EXPÉRIENCES EN MILIEU URBAIN

Près de l’avenue Boyeros se trouve la ferme Primero de Julio. Pedro Piñones Valdés, qui y travaille depuis plus de 15 ans, explique que plus d’une quinzaine de variétés y sont cultivées.

« Nous produisons jusqu’à un millier de quintaux de légumes, que nous vendons à la population dans notre propre ferme. Nous destinons aussi une partie de notre production aux institutions sociales comme les hôpitaux, les foyers du troisième âge, les écoles et les jardins d’enfants », affirme Piñones Valdés.

Par ailleurs, l’ACTAF fournit des services de formation au personnel de la ferme et à d’autres agriculteurs. Il juge cette expérience très utile, avant d’ajouter que les producteurs peuvent bénéficier d’un service de consultation, ils assistent à des cours et se voient distribuer des brochures techniques leur permettant d’améliorer leurs rendements.

« L’agriculture urbaine permet une meilleure valorisation des sols et d’amener davantage de produits locaux et frais dans les assiettes des consommateurs », indique notre interlocuteur.

VALIDATION DES SEMENCES EN CULTURES PROTÉGÉES

La ferme couvre 28 hectares : mangue, tamarin, maracuja, brocoli, tomate, concombre et une grande variété de fruits et de légumes de qualité. Il y a quelques années, c’était une petite ferme agricole traditionnelle qui produisait notamment pour l’autoconsommation. Mais la famille a grandi, de même que l’envie de cultiver.

Alexander Alfonso Silva dirige aujourd’hui la ferme Las Piedras, dans le quartier havanais de Guanabacoa, un projet commencé par ses parents et son oncle. Aujourd’hui, Alexander est l’un des meilleurs producteurs de la région. Ses produits sont destinés à la consommation sociale, ainsi qu’aux hôtels et aux points de ventes à la population.

En raison de ses résultats, sa ferme a été intégrée au projet Appui à l’agriculture durable à Cuba (PAAS), avec l’ACTAF, l'Agence suisse pour le développement et la coopération (COSUDE) et l’organisation non gouvernementale néerlandaise Hivos. L’idée est de cultiver des variétés de semence pour évaluer leur adaptabilité et obtenir une meilleure qualité des produits.
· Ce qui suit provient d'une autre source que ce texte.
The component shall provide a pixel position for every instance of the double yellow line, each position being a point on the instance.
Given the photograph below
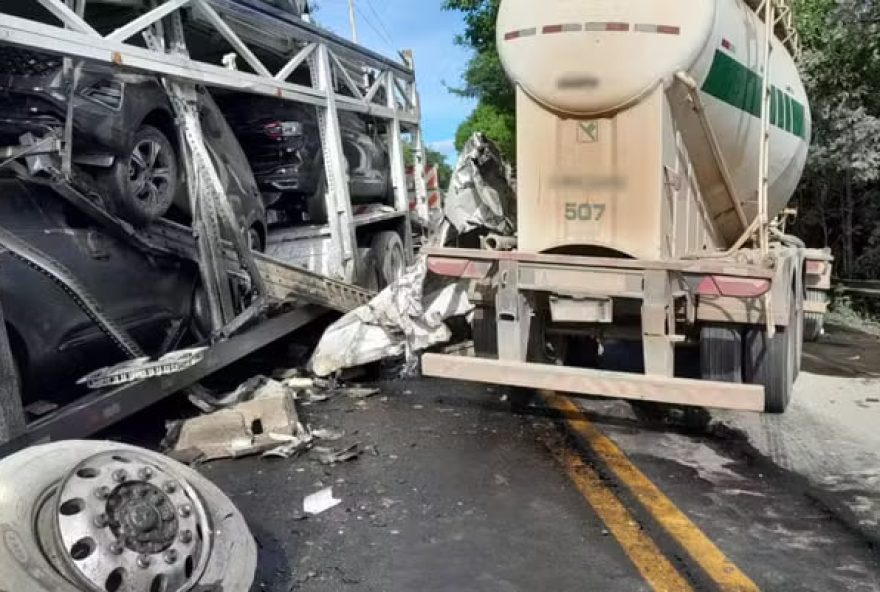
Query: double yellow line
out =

« C’est l’une des nombreuses actions menées par l’ACTAF en faveur du développement agraire durable, notamment à travers la coopération internationale par le biais de la gestion de fonds », explique Yaneisi Grana Rivero, secrétaire de coopération de l’ACTAF à La Havane.

Et d’ajouter : « D’autres projets sont liés à la production animale et aux réseaux de services, afin d’élever les niveaux de production dans l’agriculture urbaine.

« Aujourd’hui, cette ferme constitue un exemple du travail déployé dans la capitale dans le domaine des productions organiques. Il s’agit de la première expérience, qui a commencé à s’étendre dans plusieurs municipalités du pays et se développe dans plusieurs chaînes de valeurs comme la production de fruits et de légumes », affirme Grana Rivero.

Alexander a installé six nouvelles unités pour tester de nouvelles variétés de tomate et de concombre plus résistante à la chaleur de l’été.

L’objectif est de valider les semences et confirmer si elles seront à même de satisfaire les besoins de produits durant la saison estivale. Cette expérience a comporté l’utilisation d’engrais organiques et il a été tenu compte du comportement du climat pour l’irrigation.

« Nos efforts sont axés à la fois sur l’autonomie et sur l’efficience alimentaires, afin de garantir la stabilité de la production en été. Jusqu’à présent, les résultats sont satisfaisants. Il s’agit d’une technologie très intéressante qui permet de produire durant toute l’année », explique Alexander Alfonso Silva.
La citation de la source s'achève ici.